To irrigate your eye, you don’t need to somehow Cirque du Soleil yourself so your head is underneath your sink faucet. Instead, the Mayo Clinic recommends resting the rim of a small, clean drinking glass containing water against the bone right underneath your eye socket, then pouring the water over your eyeball. Depending on how urgently your eye is bothering you, you can also take the time to buy a device known as an eyecup that’s made specifically for flushing out eyes.
If none of those options are your speed, you can hop into the shower and direct a gentle stream of water onto your forehead, holding your eyelid open so that the liquid drips down into your eye.

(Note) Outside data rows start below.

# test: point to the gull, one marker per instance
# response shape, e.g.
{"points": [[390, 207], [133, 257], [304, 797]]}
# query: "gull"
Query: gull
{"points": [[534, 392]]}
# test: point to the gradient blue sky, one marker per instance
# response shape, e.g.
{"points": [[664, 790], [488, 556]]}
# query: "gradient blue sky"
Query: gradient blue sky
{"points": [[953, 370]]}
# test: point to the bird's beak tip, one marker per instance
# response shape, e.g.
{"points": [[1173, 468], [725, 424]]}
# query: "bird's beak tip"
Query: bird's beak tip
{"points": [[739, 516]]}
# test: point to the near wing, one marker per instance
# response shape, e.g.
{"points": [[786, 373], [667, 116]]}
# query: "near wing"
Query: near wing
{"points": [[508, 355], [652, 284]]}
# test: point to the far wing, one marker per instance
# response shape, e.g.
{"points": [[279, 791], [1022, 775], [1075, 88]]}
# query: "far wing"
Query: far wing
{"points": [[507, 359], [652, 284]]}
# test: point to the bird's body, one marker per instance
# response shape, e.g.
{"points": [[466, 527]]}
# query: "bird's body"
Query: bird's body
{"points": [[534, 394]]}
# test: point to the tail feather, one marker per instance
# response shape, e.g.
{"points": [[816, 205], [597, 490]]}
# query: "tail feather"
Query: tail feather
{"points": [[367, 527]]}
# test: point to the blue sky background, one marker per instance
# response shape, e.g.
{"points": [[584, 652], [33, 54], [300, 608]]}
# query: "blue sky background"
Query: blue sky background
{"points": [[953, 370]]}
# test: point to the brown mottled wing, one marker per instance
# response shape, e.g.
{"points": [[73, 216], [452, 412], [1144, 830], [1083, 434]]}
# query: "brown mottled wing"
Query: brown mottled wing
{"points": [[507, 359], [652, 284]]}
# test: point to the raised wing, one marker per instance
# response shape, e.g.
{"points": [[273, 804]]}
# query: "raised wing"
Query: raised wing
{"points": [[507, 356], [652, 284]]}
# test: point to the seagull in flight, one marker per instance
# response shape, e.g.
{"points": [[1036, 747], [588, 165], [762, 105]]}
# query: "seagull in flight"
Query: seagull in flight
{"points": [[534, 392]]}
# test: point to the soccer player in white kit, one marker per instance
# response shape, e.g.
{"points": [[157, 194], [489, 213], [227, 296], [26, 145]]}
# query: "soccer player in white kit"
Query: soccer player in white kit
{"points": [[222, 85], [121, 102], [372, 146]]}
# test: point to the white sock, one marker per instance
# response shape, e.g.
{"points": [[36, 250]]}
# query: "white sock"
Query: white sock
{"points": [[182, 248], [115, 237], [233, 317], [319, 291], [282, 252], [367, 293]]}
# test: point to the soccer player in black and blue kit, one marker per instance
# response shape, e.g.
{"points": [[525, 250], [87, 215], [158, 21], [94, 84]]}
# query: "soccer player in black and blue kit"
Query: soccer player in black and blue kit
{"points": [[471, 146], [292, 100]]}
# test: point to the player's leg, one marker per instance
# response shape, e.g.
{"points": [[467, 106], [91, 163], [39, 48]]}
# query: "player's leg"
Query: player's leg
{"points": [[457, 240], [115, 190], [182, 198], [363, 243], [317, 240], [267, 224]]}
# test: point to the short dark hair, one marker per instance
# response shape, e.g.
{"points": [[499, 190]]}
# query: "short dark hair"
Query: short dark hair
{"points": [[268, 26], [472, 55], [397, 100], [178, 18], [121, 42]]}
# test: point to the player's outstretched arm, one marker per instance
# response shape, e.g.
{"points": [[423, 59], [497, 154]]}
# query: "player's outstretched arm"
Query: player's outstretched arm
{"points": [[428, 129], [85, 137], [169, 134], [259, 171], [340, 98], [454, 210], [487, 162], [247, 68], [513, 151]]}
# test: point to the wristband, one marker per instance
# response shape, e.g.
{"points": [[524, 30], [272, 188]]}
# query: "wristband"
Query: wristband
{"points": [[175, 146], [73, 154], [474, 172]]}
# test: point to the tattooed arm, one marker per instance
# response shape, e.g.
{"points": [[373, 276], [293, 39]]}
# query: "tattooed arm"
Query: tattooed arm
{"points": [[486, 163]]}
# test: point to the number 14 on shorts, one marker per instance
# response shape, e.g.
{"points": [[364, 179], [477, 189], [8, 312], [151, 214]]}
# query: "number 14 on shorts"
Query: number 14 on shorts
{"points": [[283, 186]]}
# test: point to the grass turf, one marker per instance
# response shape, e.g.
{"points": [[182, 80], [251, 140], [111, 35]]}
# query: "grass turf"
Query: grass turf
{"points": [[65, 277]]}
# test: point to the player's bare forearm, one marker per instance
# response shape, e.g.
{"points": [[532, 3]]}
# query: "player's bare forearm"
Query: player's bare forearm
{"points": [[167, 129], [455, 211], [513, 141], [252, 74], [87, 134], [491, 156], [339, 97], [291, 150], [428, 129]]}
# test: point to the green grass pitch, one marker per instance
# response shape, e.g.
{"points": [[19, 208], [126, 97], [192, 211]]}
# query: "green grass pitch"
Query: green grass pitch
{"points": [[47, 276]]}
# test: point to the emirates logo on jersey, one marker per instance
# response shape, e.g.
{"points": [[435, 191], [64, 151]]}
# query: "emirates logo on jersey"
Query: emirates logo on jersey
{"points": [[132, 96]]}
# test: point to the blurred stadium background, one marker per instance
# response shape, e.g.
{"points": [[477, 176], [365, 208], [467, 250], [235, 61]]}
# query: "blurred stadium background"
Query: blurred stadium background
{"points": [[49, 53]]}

And, if thoroughly rinsing out your eye in some form or another doesn’t help with the foreign body sensation—or if you think you got the object out but you’re dealing with issues like pain and redness—you should see a medical professional for evaluation.
There are a few tactics you should never, ever try to get something out of your eye. (Unless you like the idea of potentially hurting yourself, that is.)
Even though rubbing your eyes in this case can feel like pure instinct, take a hard pass. “Rubbing the eyes can drag the foreign body on the surface of the cornea and cause an abrasion,” Dr. Shibayama says. Completely cringe-worthy, completely avoidable in this instance if you can keep your hands away from your fragile eyes.
Also, step away from the Q-tips, tweezers, or anything else you’re considering sticking in your eye to fish out the intruder. Yes, this even includes your fingers. All of these objects can seriously harm your eye by scraping up your delicate tissue, Dr. Anchala says. You might wind up with even more pain and problems on your hands—or, rather, in your eyes—which is probably the exact opposite of what you want.